I am interested in the value of the integral:
$$\int_{-1}^2 x^\prime(t)(1 + t^2x^\prime(t)) dt$$
subject to the constraint that $x$ is a piecewise smooth function $[-1,2]$ and $x(-1) = 1$ and $x(2) = 1$.
For clarity, $x$ being piecewise smooth on $[-1,2]$ means that $x$ is continuous on $[-1,2]$, has a finite number of corner points on $[-1,2]$, $x$ is $C^1$ away from those corner points, and at $-1$, $2$, and any corner points, the left- and/or right-hand derivatives of $x$ exist (but of course may not be equal).
I see that $x(t) = 1$ for all $t \in [-1,2]$ satisfies the constraints and gives the integral a value of $0$. However, I suspect that $x(t) = 1$ is a global minimum of this integral. That is:
$$\int_{-1}^2 x^\prime(t)(1 + t^2x^\prime(t)) dt \geq 0$$
for all $x$ satisfying the constraints. However, I haven't made much progress proving this.
For context, this is a problem I encountered in calculus of variations.

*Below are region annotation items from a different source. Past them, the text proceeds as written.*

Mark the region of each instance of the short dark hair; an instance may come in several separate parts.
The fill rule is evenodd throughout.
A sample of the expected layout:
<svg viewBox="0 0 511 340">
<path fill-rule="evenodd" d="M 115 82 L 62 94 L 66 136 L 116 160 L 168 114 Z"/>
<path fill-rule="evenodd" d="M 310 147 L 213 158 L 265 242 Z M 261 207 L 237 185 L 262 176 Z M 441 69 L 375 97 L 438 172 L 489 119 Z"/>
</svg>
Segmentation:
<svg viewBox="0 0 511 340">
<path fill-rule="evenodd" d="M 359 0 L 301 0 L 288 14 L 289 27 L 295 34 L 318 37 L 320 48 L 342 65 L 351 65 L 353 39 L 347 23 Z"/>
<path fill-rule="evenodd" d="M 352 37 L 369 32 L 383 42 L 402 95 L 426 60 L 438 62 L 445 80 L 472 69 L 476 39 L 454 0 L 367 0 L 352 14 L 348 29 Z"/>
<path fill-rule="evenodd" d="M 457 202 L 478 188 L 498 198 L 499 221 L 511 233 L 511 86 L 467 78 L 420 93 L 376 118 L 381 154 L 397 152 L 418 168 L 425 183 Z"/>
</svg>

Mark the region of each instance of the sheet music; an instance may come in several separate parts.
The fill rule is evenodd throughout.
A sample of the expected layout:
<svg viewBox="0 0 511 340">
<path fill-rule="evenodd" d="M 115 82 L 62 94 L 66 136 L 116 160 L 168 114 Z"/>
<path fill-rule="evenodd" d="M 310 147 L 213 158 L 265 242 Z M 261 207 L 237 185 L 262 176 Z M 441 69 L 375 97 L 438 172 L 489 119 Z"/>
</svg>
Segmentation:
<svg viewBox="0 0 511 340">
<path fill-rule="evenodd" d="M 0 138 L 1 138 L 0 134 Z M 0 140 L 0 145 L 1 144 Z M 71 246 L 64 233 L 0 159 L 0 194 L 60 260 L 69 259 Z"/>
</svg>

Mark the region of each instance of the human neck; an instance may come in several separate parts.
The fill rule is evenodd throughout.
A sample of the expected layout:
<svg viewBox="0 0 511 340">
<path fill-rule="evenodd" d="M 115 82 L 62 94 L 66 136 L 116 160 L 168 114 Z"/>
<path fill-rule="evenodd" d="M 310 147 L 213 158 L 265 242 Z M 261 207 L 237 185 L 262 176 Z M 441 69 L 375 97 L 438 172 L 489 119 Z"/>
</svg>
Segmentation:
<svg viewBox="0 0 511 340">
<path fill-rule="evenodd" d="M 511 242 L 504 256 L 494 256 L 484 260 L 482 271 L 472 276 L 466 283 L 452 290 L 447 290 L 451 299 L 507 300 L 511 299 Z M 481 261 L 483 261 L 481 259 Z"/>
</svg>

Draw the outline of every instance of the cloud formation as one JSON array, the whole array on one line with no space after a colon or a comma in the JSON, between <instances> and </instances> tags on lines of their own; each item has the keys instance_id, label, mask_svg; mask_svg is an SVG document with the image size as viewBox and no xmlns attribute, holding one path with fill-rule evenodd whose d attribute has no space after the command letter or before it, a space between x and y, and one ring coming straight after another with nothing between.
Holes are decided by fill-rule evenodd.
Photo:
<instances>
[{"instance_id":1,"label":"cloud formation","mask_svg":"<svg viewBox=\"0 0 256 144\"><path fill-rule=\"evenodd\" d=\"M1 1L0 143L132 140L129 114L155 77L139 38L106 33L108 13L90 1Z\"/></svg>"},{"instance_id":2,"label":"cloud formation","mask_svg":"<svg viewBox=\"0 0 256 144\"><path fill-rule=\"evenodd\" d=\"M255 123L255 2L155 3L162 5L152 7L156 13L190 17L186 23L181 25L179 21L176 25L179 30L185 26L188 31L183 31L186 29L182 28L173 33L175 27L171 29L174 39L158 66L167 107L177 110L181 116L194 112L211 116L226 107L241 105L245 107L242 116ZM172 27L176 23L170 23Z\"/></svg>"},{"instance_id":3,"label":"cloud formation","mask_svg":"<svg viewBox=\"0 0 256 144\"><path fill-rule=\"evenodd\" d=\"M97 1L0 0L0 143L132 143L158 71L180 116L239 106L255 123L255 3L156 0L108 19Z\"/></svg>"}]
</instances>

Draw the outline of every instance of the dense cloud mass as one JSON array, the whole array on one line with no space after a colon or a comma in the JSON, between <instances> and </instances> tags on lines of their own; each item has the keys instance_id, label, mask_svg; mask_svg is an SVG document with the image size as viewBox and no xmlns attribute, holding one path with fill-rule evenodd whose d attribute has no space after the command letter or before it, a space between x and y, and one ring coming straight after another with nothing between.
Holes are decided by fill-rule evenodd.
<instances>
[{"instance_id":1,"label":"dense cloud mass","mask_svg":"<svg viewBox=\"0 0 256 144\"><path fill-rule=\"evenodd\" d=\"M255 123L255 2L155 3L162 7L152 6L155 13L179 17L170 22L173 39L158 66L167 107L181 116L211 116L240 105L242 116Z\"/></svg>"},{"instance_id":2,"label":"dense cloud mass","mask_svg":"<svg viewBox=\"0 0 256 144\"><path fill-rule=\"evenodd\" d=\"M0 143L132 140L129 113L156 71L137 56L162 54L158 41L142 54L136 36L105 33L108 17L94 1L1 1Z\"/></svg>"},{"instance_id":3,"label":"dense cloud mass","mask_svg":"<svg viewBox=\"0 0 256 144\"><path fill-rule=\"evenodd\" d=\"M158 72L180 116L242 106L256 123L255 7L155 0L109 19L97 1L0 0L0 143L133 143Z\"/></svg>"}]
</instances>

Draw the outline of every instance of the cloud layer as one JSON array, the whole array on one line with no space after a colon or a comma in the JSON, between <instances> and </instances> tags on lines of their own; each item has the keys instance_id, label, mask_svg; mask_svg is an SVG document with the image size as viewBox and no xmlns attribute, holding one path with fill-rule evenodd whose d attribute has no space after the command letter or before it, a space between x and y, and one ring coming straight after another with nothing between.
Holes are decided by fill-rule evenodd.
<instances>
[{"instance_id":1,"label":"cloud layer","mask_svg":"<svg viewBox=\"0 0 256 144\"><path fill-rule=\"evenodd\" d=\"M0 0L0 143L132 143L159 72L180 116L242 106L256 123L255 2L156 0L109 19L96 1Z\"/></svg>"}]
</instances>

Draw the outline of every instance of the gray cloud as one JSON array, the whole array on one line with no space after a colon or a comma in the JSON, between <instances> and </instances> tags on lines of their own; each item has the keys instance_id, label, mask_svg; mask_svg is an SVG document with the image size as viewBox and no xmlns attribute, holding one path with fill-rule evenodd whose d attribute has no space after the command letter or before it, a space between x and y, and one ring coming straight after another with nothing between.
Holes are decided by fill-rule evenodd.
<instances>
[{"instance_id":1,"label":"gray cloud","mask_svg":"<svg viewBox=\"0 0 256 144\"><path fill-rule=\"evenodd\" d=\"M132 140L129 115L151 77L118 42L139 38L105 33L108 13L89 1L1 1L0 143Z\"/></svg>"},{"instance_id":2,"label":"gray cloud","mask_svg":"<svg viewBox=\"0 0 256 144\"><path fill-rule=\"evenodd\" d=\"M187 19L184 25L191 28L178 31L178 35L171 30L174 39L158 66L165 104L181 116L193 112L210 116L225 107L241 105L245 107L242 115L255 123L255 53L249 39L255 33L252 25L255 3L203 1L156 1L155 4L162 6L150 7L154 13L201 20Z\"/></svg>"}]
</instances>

$\int_{-1}^2 x^\prime(t)(1 + t^2x^\prime(t)) dt = \int_{-1}^2 x^\prime(t)dt + \int_{-1}^2t^2{\left(x^\prime(t)\right)}^2 dt \geq \int_{-1}^2 x^\prime(t)dt = x(2)-x(-1) = 0.$ The inequality is due to the fact that $t^2{\left(x^\prime(t)\right)}^2 \ge 0$ for $-1\le t\le 2$. Precise reasoning of $\int_{-1}^2 x^\prime(t)dt = x(2)-x(-1)$ would require enumeration of your corner points, but the result will hold.